When this is ran I get (the promise is from the console.log() outside of the async function.

Promise { <pending> }
[
  {
    _id: new ObjectId("633499451739979630b645be"),
    name: 'Silence',
    __v: 0
  },
  {
    _id: new ObjectId("6334998b51a957972355eb63"),
    name: 'Silence',
    __v: 0
  }
]

2

Answers


  1. All, async functions return a promise so the caller of your function needs to use await or .then() to get the final result. This is because the async function returns a promise as soon as your function hits its first await. The result is not known yet when the function returns.

    There is no magic way to turn an asynchronously retrieved value into a synchronously retrieved value, even with await. And no way to directly return from your function the asynchronously retrieved value. The function will return before the value is known.

    If you’re retrieving the value asynchronously, then anyone using that value outside of your function will have to use await or .then() to get access to the value.

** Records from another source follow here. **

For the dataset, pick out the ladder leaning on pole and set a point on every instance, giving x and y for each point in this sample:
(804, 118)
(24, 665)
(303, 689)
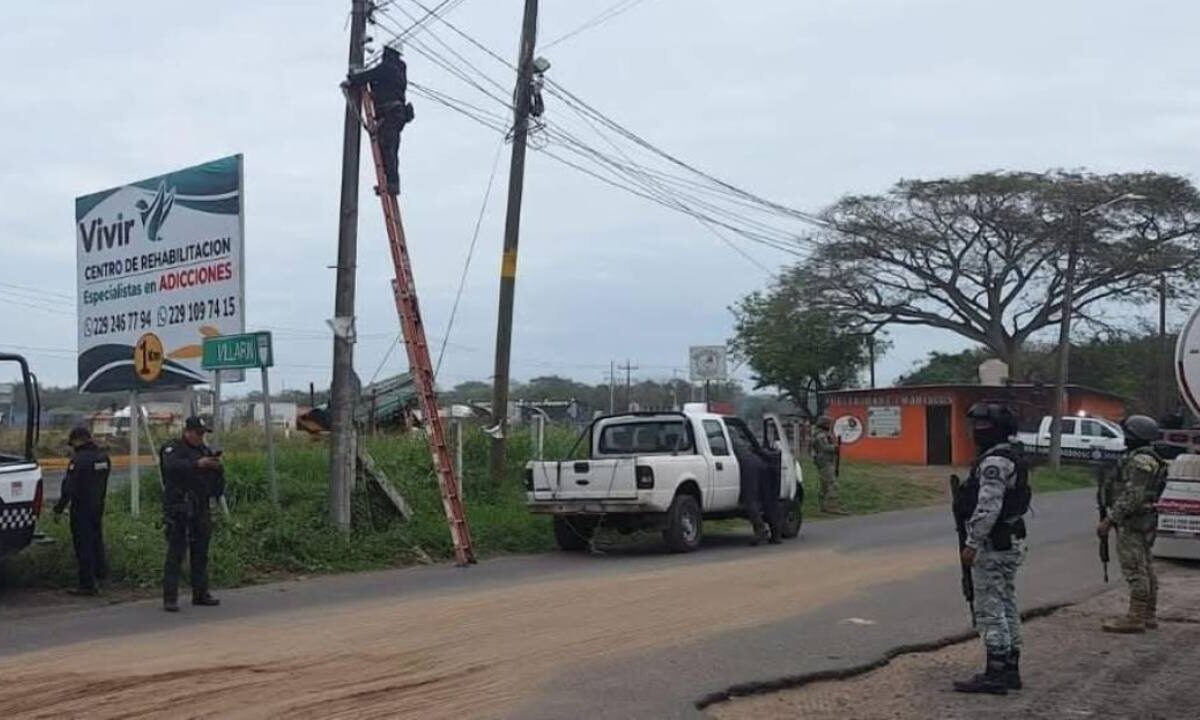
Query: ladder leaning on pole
(420, 365)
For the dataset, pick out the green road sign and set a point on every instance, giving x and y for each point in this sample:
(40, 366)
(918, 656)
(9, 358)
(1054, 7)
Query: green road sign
(237, 352)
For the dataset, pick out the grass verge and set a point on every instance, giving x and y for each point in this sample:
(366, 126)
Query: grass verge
(259, 544)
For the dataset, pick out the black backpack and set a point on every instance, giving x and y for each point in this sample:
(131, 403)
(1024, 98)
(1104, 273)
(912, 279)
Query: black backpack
(1015, 504)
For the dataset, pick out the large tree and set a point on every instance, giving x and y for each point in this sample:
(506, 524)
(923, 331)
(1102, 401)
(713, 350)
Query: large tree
(987, 256)
(799, 347)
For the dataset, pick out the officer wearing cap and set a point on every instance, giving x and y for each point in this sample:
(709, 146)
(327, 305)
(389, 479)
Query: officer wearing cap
(84, 487)
(191, 474)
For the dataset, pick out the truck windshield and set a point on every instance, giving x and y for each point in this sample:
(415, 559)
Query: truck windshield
(15, 409)
(646, 437)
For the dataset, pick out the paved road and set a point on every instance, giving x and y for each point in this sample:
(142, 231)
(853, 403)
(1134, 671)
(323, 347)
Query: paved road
(634, 633)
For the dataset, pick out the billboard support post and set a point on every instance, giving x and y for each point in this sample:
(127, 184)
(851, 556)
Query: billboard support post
(269, 420)
(135, 455)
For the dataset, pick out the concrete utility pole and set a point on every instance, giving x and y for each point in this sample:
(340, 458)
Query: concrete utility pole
(1163, 353)
(511, 234)
(612, 387)
(629, 383)
(341, 401)
(1068, 301)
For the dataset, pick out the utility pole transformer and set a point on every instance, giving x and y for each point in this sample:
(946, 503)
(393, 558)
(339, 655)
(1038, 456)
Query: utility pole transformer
(342, 389)
(511, 234)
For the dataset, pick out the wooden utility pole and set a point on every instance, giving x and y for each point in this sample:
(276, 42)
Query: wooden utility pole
(511, 234)
(342, 389)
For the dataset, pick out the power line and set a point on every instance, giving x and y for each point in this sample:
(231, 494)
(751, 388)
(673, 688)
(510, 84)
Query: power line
(33, 291)
(705, 197)
(598, 19)
(471, 253)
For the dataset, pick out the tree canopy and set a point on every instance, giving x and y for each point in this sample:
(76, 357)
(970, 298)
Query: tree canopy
(985, 256)
(799, 347)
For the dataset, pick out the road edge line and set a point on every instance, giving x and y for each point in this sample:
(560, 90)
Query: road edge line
(845, 673)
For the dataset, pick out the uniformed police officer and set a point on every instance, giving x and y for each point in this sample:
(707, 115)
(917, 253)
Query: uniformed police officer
(84, 489)
(389, 87)
(825, 455)
(191, 474)
(1129, 497)
(993, 503)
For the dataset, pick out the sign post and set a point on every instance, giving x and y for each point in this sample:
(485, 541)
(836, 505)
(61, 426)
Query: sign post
(241, 352)
(135, 456)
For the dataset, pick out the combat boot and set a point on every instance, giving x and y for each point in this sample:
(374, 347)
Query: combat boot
(993, 681)
(1128, 624)
(1150, 618)
(1013, 671)
(204, 600)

    async function getKittens() {
      const kittens = await Kitten.find();
      console.log(kittens);
      return(kittens)
    }
    
    getKittens().then(kittens => {
        console.log(kittens);
    }).catch(err => {
        console.log(err);
    });
    

    To understand the timing of things a little better, if you insert these diagnostic messages:

    async function getKittens() {
      console.log("in getKittens()");
      const kittens = await Kitten.find();
      console.log("after await Kitten.find()");
      return(kittens)
    }
    
    console.log("about to call getKittens()");    
    let p = getKittens();
    console.log("after calling getKittens()");
    p.then(kittens => {
        console.log("got result from getKittens()");
    }).catch(err => {
        console.log(err);
    });
    

    You will see this in the console:

    about to call getKittens()
    in getKittens()
    after calling getKittens()
    after await Kitten.find()
    got result from getKittens()
    

    Note that the function has returned BEFORE the await has finished and before the result of Kitten.find() is known.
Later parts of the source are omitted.